5. A tappet as claimed in claim 4, wherein said spring are substantially bent and are inserted into corresponding bores in said members.

6. A tappet as claimed in one of claims 2 to 5, wherein said thread is a thread of trapezium cross-section.

7. A tappet as claimed in claim 6, wherein the profile of said thread comprises two sides of different inclination to the thread axis.

8. A tappet as claimed in one of claims 3 to 7, wherein axial slack is provided between the sides of said thread of the first member and said thread of the second member.

9. A tappet as claimed in one of claims 2 to 8, wherein comprising means for eiiminating sticking which could occur between said second member and said cam as a result of dimensional variations in said members and said cam produced by temperature changes.

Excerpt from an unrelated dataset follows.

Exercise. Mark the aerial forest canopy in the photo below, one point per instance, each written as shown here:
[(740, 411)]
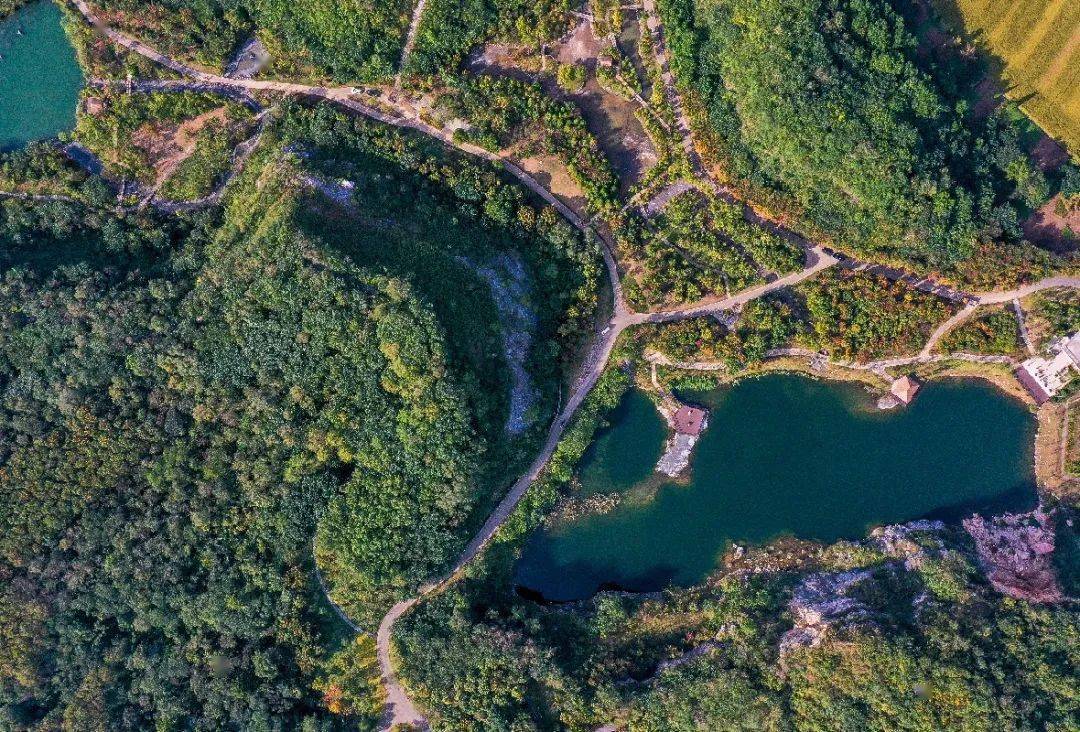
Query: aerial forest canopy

10. A tappet as claimed in claim 9, wherein said means are provided by disposing said cam relative to said tappet such that the central plane through the cam is positioned at a predetermined distance e from the diametrical plane through said tappet perpendicular to the axis of rotation of the cam, such that the cam transmits to said second member a force which is eccentric to the axis of the member, such that when any sticking occurs between the cam and tappet, said force generates a friction moment on said second member which is sufficient to make it rotate, so eliminating the sticking.

11. A mechanical tappet with automatic takeup of slack, substantially as described and illustrated in the accompanying drawing.